Temporary Suspension of “The Country is Burning”

A comic series tracking the life of a bureaucrat in early Showa Japan has been suspended because of its September 16th and 22nd editions that contained descriptions of Japanese soldiers massacring civilians in Nanjing, China. The comic, which is by Hiroshi Motomiya (本宮ひろ志) is called “The Country is Burning” (国が燃える) and is published in the “Weekly Young Jump” magazine (「週刊ヤングジャンプ」). The Japan Times reports that 37 members of local assemblies protested because “the massacre was presented as if it really happened.” However, both that article and mention of this in an Asahi article seem to indicate that the comic was suspended because of a problematic photograph. The magazine is looking into the use of “inappropriate materials” (「不適切な資料を引用していた」). You can track this in the Japanese media via Google’s news service.

Many Japanese, even those who are not enthralled by the delusions of a few revisionist historians who reject the existence of a massacre outright, wonder why the Nanjing massacre issue is still so full of energy and emotion, especially among the Chinese. I think part of the answer is that, as Joshua Fogel has said in a historiographical work on the massacre, “Of all [the] massive, man-made atrocities, only in the case of the Nanjing Massacre has a whole school – actually, several – developed that completely denies or significantly downplays it.” (p. 4) The local assembly members above are a good example, as are the authors in a recent Bungei Shunjū article I have written about. Fortunately, there are historians in Japan and elsewhere who are making it more and more difficult to play these games, thanks in part to the oral testimonies of former soliders. I wrote about and translated a few quotes from one such recent work on 102 former soldiers in Nanjing which is available in Japanese and I recently saw it in Chinese translation at a bookstore in Beijing.

3 Comments

  1. Two thoughts: First, storylines like this are why manga shouldn’t be translated as “comic.”
    Second, What were they thinking? Did they really think they were going to get away with a storyline that covers Nanjing directly without drawing fire? I have no problem with addressing it in a manga (well actually, I do, but it’s more subtle a problem than the issues at hand) but if you’re going to do that, you should be prepared for what comes. Either you do it and say “to heck with the deniers” or you avoid it. But then, spineless corporate behavior shouldn’t surprise me anywhere in the world…..

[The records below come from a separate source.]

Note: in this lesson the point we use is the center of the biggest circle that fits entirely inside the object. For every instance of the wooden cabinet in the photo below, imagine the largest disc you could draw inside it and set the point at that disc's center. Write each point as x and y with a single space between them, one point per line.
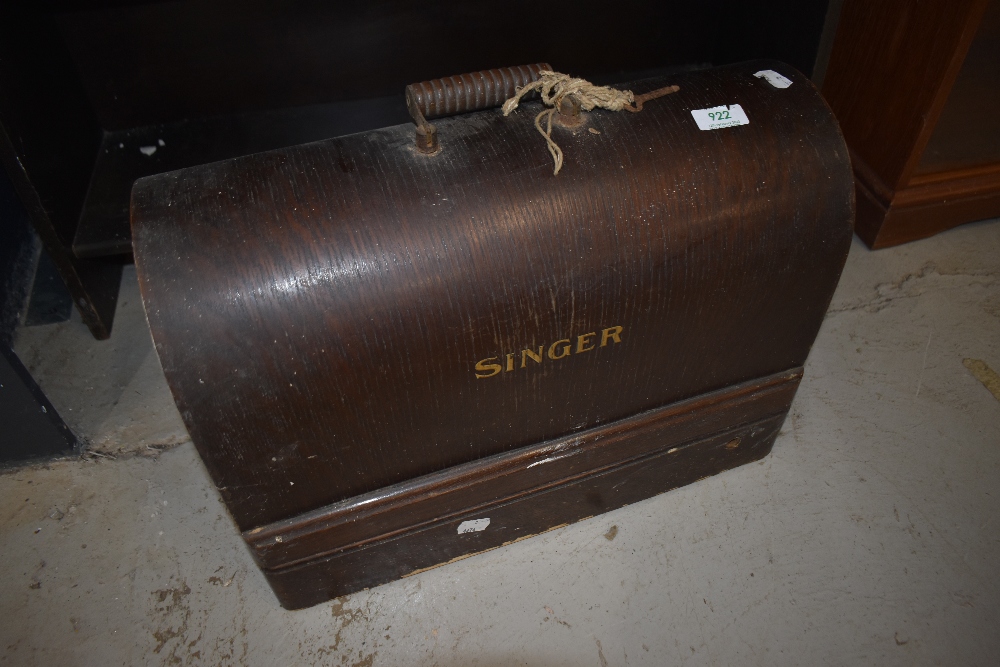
916 88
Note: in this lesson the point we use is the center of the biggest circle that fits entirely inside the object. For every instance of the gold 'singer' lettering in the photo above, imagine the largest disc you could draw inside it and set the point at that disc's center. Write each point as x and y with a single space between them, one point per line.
562 348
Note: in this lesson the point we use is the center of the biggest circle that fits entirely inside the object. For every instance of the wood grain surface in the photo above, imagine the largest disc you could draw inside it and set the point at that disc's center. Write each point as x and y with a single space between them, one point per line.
319 310
892 72
341 317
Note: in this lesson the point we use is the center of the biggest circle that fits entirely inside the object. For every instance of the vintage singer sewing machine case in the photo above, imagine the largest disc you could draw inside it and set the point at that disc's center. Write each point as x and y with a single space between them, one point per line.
389 360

  2. By coincidence, I’ve just posted an excerpt from Ishikawa Tatsuzo’s Soldiers Alive (Ikite iru heitai, 1938) translated by Zeljko Cipris. I’ll try to post another short passage or two about Japanese soldiers in China about 1938.
    It’s technically fiction, but just barely so, apparently.

  3. Jonathan, thanks for the comment, I should really go back and remove “comic” you are, of course, totally right, I just blindly used their translation of the word when on a blog such as this, it would probably be safe to leave it as manga instead.

    Joel, thanks for your comment, I look forward to reading your excerpts. As always, you put a vast amount of interest material from your readings online and always give me more things to add to my already unmanageable reading list.